Das ist schon schwierig genug, denn das Sortiment ist häufig unbekannt. Wenn dann endlich die Entscheidung gefallen ist, bringt der Kellner die Flasche und hält sie dem Herrn hin, damit er überprüfen möge, ob das Etikett mit den Angaben in der Weinkarte identisch ist. Danach wird die Flasche geöffnet und dem Herrn ein kleiner Schluck eingeschenkt, damit er prüfe, ob der Wein gesund ist. Das Gaststättengewerbe ist ein über alle Maßen konservatives, das Frauen weder des Lesens, noch eines Prüfvorgangs, geschweige denn einer Beurteilung für fähig hält. Und mal ehrlich: er als Biertrinker hat meist noch weniger Ahnung von Wein. Höchste Zeit, dass sich da etwas ändert.
Zunächst könnte die Qual der Wahl mit der Frage nach einer Weinempfehlung abgekürzt werden, denn der Kellner kennt das Sortiment von allen Beteiligten am besten. Damit ist auch die fachliche Kompetenz des Kellners gleich auf dem Prüfstand, und es wird offensichtlich, ob es sich um eine Fachkraft, einen Azubi oder eine angelernte Kraft handelt. Kellner lieben den fachlichen Dialog mit ihren Gästen, dürfen ihn aber nie beginnen - aus konservativen Gründen. Äußerungen hinsichtlich Geschmacksvorlieben helfen bei der Wahl der Empfehlungen, können aber andererseits hindernd wirken. Natürlich wirft frau trotzdem einen Blick in die Weinkarte, schließlich will sie wissen, was so geführt wird. Die Flasche sollte am Tisch geöffnet werden, denn Wirte sind Schlitzohren, die auch mal einen minderwertigen Wein in eine fremde Flasche füllen. Der Korken wird behutsam herausgezogen, damit sich der Wein nicht erschrickt angesichts der plötzlichen Sauerstoffkonfrontation. Ein guter Kellner wird zunächst am Korken riechen und ihn dann auf einem Schälchen beim Tisch belassen. Den Gesundheitscheck des Weins kann die Nase allein bewältigen: fehlerhafte Weine riechen unangenehm; zur Sicherheit kann man einen Schluck nehmen.

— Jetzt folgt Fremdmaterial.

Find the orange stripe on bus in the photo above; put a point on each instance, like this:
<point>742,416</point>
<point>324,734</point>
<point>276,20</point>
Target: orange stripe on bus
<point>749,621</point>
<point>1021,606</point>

Wenn der Kellner sich dann entfernt hat, möge frau unbedingt am Korken riechen. Das ist nicht gerade ein Dufterlebnis, denn der benutzte Weinkorken riecht eher in Richtung muffig, aber es vermittelt ein Bild, und nach fünfzig beschnüffelten Korken geben all die kleinen Puzzleteile ein sicheres Feeling für Wein. Insbesondere sollte auch der Korken berochen werden, der zum Weinfehler führte, um den Unterschied zu kennen. Das gilt selbstverständlich nur für Naturkorken. Wenn sich in der Weinflasche Partikel befinden, ist das kein Qualitätsverlust, sondern es handelt sich um den sogenannten Weinstein, schwer lösliche Salze der Weinsäure, die sich an Kork oder auf dem Boden absetzen. Weinstein kann beim Weinausbau chemisch oder durch Kälte vermieden werden. Er ist zwar unangenehm im Mund, ansonsten aber völlig harmlos.